Comme avant – avant mes premières crises de dissolution –, en déambulant dans les couloirs silencieux du sanctuaire de l’art, mes yeux se mettent à s’agiter nerveusement. Le moindre petit détail hors champ, le passage d’une mouche minuscule, une aspérité du plâtre au mur, suffisent à détourner mon attention. Puis, au fur et à mesure de ma visite, je quitte à tout moment l’œuvre exposée pour suivre la ligne de hanches d’une femme qui traverse la salle, frôler le cil fébrile d’une autre qui se tortille de malaise devant une abstraction, descendre caresser dans un virage la nuque d’une étudiante en art penchée sur son croquis – et plonger enfin, une fraction d’instant, entre les jambes de la jeune surveillante assise dans le coin de la salle et qui fait semblant de lire – elle aussi m’a vu du coin de l’œil – un magazine de presse féminine. Vite, je passe à la salle suivante. Et le jeu recommence. Je retrouve la jouissance de ma vacance. Je ne suis ni rivé au mur avec les objets de l’art, ni dispersé dans le chaos de la réalité plurielle – je glisse de l’un à l’autre sans mal, comme porté par les seules vagues du vivant désir dans l’air. Ouf. Je respire.
19 avril. Notes de chevet (en marge d’un livre)
1. La langue commune, pour désigner celui que sa mort n’a pas encore connu, emploie le terme de vivant. Mais c’est quoi vivant ? Qui peut avoir le cran de se prétendre tel ? Je préfère le mot mourant : dans l’exercice de vivre, fût-ce au meilleur de la santé, on passe toujours son temps – son peu à peu d’irrattrapable temps – à mourir.
2. Le rhéteur qui appelle développement le corps de sa démonstration commet déjà un abus de langage : il est flagrant que le développement rhétorique procède moins par croissance et floraison que par resserrement progressif jusqu’à l’asphyxie – ou cueillette – par conclusion.

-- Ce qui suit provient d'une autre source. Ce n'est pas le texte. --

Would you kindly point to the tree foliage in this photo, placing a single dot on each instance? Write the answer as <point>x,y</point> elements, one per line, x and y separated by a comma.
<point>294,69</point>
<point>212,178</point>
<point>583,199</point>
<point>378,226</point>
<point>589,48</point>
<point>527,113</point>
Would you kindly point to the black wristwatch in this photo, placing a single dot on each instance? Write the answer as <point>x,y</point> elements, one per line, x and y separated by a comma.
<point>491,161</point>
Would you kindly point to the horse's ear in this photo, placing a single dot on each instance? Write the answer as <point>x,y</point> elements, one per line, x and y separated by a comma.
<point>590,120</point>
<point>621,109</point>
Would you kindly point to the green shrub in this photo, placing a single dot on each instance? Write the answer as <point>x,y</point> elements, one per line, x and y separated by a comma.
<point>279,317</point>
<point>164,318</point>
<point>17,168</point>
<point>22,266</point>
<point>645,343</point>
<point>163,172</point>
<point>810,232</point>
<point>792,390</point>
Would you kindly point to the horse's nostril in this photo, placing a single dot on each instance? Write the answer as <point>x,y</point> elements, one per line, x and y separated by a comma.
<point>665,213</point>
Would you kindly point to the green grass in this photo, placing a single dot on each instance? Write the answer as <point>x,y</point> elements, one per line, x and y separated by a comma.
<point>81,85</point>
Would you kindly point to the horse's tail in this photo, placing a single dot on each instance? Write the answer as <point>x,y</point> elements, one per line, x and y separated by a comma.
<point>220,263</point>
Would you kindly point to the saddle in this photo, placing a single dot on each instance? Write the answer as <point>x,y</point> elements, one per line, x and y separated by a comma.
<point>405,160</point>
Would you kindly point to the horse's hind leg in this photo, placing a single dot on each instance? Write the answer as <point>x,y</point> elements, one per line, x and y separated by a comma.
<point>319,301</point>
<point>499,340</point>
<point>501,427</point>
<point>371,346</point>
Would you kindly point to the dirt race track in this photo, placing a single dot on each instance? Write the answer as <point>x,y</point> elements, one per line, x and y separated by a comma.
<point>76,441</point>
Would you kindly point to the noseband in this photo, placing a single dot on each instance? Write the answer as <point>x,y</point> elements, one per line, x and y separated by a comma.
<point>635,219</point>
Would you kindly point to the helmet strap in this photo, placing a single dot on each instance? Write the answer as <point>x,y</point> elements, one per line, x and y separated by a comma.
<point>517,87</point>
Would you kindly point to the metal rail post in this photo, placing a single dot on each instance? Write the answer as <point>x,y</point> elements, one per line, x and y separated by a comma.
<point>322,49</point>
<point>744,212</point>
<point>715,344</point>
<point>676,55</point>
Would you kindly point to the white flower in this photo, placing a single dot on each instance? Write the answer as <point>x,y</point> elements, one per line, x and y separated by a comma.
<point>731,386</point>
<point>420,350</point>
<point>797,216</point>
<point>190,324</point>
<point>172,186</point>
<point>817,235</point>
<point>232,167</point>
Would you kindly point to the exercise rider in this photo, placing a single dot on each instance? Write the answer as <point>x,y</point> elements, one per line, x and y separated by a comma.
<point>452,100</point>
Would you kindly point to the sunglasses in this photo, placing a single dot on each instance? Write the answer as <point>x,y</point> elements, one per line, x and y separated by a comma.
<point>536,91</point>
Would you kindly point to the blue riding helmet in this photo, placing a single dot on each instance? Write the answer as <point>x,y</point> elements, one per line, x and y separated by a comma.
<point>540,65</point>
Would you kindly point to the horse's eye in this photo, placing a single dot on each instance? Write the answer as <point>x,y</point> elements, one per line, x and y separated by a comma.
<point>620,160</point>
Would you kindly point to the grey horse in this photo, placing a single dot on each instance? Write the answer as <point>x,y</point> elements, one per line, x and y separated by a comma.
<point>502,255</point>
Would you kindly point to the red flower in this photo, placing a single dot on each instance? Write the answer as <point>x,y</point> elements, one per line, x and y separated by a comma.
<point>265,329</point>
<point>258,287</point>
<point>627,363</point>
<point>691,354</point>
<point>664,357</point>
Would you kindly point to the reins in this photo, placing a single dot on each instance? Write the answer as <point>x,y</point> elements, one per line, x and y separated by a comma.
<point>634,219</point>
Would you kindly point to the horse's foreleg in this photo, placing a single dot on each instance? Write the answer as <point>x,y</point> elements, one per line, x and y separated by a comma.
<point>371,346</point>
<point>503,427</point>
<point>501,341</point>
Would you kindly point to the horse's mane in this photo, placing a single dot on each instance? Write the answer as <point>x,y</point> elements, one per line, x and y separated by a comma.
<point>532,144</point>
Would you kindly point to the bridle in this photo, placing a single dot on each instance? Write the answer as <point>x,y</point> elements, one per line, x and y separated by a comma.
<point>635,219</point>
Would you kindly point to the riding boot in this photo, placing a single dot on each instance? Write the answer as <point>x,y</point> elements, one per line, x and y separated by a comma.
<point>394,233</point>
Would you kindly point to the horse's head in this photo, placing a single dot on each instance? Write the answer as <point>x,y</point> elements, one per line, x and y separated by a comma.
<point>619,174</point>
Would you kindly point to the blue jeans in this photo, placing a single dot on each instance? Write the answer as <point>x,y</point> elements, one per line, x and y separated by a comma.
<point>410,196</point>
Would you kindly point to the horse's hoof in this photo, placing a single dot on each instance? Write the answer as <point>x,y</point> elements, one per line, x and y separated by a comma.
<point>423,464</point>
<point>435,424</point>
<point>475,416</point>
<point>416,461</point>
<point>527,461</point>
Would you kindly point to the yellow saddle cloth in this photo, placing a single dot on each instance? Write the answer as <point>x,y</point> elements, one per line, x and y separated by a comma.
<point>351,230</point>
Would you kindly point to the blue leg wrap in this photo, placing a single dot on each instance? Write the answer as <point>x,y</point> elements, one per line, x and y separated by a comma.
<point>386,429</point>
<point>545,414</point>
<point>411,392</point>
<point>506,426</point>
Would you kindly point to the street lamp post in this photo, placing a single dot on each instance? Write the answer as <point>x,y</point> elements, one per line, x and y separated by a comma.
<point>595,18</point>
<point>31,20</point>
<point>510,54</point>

3. Rien n’existe que ce qui ne vient à mon monde. Venir au monde c’est venir à mon monde. Le monde se limite – et s’illimite – au mien.
4. Les livres ne m’écœurent plus comme le mois dernier mais à nouveau m’ennuient. Je préfère fumer. Un écrivain qui fumait a écrit : Je suis un vent sur place. Je vois ce qu’il veut dire. Moi aussi quand je fume je suis un vent sur place. Pas de tornade ni de spirale, non, c’est bien d’une rafale frontale qu’il s’agit – et sur place ; qui ne balaie point les plaines de tout un pays avant de frapper au visage ; vent qui colle à la face qu’il gifle ; qui naît de cette gifle.